Turkse oppositie stapt naar Europees hof
De grootste Turkse oppositiepartij, de CHP, heeft dinsdag bij het Europees Hof voor de Rechten van de Mens (EHRM) bezwaar aangetekend tegen het referendum in april over de invoering van een presidentieel systeem. „Het referendum heeft in hoge mate zijn legitimiteit verloren”, zei partijvoorzitter Kemal Kilicdaroglu.
De Turken stemden op 16 april met een krappe meerderheid voor een vergaande uitbreiding van de macht van president Erdogan. De uitslag is omstreden. De CHP en de pro-Koerdische HDP hebben de islamitisch-conservatieve regering beschuldigd van stembusfraude.
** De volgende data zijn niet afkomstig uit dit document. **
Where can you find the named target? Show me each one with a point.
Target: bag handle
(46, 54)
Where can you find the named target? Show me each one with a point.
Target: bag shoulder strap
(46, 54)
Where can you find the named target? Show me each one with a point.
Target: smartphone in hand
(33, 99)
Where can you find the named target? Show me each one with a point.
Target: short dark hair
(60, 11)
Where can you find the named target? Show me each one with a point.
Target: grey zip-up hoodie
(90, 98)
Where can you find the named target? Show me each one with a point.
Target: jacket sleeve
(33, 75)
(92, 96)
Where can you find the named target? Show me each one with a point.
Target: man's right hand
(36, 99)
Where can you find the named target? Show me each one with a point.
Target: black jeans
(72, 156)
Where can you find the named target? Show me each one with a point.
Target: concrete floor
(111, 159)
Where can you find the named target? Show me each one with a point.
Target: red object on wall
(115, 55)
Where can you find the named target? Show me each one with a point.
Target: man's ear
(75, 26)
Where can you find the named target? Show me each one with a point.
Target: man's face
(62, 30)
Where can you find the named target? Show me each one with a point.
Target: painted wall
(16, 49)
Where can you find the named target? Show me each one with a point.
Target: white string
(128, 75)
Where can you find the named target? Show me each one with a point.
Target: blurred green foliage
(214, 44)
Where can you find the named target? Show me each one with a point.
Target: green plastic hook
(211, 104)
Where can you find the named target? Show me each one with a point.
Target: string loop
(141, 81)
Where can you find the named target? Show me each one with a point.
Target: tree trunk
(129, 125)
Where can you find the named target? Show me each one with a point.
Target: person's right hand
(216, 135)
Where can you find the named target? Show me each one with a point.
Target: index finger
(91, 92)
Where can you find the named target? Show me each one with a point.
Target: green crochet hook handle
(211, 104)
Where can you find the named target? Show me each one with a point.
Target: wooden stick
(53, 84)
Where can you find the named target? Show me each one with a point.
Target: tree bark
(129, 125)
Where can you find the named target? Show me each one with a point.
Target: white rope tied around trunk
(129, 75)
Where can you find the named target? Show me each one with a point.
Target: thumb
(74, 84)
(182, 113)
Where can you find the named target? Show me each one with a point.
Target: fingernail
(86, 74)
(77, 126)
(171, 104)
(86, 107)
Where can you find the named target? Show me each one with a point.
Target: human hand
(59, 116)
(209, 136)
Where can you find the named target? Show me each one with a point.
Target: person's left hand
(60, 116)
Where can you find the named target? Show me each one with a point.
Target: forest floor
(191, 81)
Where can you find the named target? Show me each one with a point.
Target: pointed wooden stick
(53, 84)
De kiescommissie heeft verzoeken van de oppositie om de uitslag ongeldig te verklaren echter afgewezen.
CHP-woordvoerder Bülent Tezcan zei dat beslissingen van de verkiezingsautoriteit niet aangevochten kunnen worden. „Wij kunnen ons recht niet voor de rechter opeisen”, zei hij. In de klacht bij het EHRM stelt de partij dat het belemmeren van de rechtsgang in Turkije in strijd is met de Europese mensenrechtenconventie. Voorts zegt de CHP dat het recht op vereniging en de vrijheid van meningsuiting zijn ingeperkt.